A government entity "is entitled to say what it wishes," Alito said, citing Supreme Court precedents. A government entity "may exercise this same freedom when it receives private assistance for the purpose of delivering a government-controlled message. … This does not mean that there are no restraints on government speech. For example, government speech must comport with the establishment clause. In addition, public officials' involvement in advocacy may be limited by law, regulation, or practice; and a government entity is ultimately 'accountable to the electorate and the political process for its advocacy.'"

In other words, if you don't like government speech, vote government out of office.

"Permanent monuments displayed on public property typically represent government speech," Alito said in the opinion's syllabus. "Governments have long used monuments to speak to the public. Thus, a government-commissioned and government-financed monument placed on public land constitutes government speech. So, too, are privately financed and donated monuments that the government accepts for public display on government land.

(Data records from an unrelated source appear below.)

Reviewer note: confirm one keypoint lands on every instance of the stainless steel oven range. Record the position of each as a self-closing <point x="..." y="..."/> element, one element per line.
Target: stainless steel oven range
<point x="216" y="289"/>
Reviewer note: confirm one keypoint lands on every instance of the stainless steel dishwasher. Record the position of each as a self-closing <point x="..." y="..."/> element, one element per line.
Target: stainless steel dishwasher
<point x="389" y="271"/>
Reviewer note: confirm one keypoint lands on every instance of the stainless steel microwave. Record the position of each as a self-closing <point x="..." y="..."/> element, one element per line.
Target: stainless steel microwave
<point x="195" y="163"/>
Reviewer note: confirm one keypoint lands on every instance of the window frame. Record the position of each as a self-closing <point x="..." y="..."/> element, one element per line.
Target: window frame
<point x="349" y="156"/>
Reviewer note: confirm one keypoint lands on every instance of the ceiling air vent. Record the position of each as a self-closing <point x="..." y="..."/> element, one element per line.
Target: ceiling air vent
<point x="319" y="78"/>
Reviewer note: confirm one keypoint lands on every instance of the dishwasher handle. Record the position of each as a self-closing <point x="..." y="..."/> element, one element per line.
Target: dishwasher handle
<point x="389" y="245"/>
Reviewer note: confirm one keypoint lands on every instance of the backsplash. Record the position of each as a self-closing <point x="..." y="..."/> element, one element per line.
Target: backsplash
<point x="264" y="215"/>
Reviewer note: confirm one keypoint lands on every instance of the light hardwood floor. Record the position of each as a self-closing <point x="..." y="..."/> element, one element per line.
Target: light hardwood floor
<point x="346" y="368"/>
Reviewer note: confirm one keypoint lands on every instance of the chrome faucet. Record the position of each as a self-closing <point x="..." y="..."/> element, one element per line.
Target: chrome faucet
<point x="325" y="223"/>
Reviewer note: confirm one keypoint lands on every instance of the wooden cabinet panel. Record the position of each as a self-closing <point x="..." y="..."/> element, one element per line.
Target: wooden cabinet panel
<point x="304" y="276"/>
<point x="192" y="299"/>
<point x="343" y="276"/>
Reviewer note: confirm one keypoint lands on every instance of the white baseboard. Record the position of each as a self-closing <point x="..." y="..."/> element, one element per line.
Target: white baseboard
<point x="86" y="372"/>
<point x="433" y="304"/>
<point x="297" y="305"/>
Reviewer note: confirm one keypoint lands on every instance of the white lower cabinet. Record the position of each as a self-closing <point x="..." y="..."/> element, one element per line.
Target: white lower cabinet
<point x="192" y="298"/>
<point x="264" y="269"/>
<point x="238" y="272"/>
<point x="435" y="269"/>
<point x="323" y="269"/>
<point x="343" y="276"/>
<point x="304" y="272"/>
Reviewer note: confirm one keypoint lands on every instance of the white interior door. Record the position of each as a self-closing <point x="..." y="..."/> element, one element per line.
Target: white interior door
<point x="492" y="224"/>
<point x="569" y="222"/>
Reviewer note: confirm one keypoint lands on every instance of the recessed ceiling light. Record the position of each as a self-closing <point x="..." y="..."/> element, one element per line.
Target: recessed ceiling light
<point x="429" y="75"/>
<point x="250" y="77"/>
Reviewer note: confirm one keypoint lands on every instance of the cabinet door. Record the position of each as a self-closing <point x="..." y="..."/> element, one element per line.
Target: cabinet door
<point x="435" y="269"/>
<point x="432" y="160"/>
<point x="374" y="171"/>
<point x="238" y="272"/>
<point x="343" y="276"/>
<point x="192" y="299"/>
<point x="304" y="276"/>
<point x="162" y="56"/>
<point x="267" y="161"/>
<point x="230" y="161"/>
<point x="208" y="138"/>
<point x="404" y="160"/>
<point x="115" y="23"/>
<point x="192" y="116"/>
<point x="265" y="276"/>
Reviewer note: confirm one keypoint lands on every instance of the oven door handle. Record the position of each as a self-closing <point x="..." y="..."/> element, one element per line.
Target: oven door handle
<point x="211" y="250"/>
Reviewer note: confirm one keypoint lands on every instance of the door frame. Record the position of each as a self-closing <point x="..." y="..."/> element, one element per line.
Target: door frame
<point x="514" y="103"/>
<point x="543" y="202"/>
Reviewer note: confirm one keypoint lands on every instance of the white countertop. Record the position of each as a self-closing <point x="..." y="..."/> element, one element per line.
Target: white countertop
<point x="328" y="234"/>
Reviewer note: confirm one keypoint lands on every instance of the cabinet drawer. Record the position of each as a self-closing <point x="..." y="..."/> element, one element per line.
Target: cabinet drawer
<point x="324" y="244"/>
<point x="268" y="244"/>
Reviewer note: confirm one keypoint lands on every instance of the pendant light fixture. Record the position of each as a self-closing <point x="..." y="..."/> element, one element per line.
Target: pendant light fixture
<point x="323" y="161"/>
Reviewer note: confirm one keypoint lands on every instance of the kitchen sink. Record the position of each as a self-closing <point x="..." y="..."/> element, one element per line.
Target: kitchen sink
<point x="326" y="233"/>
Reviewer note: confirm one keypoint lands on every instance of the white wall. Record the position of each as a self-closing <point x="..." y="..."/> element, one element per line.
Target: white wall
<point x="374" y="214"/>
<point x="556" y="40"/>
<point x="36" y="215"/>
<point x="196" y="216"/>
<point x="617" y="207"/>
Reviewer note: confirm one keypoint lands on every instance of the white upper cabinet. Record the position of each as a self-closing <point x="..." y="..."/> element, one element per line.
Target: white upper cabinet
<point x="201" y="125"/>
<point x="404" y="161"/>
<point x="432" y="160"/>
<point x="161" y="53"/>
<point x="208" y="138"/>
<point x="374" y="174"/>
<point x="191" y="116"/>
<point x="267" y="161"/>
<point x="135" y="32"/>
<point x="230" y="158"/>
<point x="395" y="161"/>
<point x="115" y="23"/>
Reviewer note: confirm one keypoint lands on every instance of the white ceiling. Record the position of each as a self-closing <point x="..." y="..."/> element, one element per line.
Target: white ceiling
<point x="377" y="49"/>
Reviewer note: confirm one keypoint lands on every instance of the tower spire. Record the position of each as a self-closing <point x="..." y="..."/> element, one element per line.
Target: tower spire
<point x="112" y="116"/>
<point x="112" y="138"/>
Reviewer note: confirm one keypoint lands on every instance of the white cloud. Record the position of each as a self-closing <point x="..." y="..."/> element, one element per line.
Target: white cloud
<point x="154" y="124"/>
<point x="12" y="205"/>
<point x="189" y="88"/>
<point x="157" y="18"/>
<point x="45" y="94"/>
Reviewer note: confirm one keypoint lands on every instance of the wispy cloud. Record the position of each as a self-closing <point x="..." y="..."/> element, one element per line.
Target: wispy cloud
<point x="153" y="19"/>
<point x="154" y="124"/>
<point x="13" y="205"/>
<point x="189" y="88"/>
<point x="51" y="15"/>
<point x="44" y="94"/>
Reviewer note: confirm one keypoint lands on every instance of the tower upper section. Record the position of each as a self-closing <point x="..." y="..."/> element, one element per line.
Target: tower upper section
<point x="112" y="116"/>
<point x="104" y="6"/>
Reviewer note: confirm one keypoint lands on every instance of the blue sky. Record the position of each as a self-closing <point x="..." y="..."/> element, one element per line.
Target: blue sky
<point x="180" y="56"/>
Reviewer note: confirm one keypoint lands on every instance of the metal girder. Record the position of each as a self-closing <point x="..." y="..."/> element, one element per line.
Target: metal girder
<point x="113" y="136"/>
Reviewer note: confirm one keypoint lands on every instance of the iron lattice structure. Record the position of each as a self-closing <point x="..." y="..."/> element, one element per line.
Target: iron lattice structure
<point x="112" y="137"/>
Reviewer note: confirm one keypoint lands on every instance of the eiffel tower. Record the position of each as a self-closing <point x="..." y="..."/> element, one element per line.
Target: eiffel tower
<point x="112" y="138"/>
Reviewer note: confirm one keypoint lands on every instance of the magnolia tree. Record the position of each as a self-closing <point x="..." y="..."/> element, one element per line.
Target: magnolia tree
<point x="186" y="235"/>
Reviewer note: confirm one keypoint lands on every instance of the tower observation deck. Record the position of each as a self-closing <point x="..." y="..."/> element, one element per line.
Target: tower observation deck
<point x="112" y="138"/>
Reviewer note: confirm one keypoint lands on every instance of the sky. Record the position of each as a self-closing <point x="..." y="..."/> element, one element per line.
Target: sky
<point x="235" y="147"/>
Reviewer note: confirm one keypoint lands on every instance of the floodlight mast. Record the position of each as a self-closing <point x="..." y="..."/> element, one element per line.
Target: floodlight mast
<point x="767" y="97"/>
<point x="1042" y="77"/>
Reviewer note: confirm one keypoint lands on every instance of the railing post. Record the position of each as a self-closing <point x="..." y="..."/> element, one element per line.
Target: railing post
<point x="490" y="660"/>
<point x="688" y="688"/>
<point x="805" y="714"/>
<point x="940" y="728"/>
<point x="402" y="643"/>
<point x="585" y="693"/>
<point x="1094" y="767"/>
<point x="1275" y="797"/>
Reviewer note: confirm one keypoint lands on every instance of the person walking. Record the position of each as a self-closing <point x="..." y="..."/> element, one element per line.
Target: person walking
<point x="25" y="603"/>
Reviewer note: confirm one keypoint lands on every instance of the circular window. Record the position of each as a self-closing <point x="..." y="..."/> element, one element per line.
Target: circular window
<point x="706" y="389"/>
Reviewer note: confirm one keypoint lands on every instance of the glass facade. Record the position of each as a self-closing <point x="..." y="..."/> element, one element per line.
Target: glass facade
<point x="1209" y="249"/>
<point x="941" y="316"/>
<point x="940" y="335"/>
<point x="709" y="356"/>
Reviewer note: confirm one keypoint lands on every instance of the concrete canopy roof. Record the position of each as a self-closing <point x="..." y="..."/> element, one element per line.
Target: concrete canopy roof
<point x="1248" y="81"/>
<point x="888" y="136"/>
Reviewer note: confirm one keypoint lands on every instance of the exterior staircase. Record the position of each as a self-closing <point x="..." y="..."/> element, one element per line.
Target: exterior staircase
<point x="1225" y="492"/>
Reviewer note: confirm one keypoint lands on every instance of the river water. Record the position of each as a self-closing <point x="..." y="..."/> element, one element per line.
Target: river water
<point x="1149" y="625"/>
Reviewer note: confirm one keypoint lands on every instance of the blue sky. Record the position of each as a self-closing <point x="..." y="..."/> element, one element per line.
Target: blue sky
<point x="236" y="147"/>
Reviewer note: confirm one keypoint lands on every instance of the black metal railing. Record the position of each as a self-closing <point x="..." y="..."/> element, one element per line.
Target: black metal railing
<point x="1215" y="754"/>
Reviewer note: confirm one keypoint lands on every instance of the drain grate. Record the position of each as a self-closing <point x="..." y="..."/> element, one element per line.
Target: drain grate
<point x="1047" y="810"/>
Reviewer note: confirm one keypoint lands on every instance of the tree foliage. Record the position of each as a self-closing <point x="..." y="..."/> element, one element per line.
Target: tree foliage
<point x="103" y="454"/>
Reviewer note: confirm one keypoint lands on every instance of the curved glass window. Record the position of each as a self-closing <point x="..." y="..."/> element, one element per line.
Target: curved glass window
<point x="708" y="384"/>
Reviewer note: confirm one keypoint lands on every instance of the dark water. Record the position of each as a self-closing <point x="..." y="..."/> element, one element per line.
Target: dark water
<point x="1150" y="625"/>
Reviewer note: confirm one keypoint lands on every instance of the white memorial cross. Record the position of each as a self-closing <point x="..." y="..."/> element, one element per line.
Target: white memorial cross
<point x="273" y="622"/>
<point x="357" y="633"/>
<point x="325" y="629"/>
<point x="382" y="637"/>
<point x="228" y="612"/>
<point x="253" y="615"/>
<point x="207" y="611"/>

While government entities regularly accept privately funded or donated monuments, their general practice has been one of selective receptivity."

The clincher as far as the rest of the court was concerned may have been the specter of weird monuments popping up all over the Mall in Washington.

Alito's opinion cited friends-of-the-court briefs that "governments accept privately funded monuments all the time and thus, this case had the capacity to affect thousands of communities, states, and even the federal government," the FindLaw analysis said.

"The fact is that there are public monuments everywhere, and to create a constitutional right to impose one's own monument on a public space would be to create havoc at all levels of governments. Imagine Summum approaching the federal government and suggesting its monument must be placed on the Mall, right in front of the Washington Monument. Then imagine the plethora of other monuments that would then line the Mall if Summum's request were to be constitutionally required to be granted."

For the high court, even its four liberals, enough said.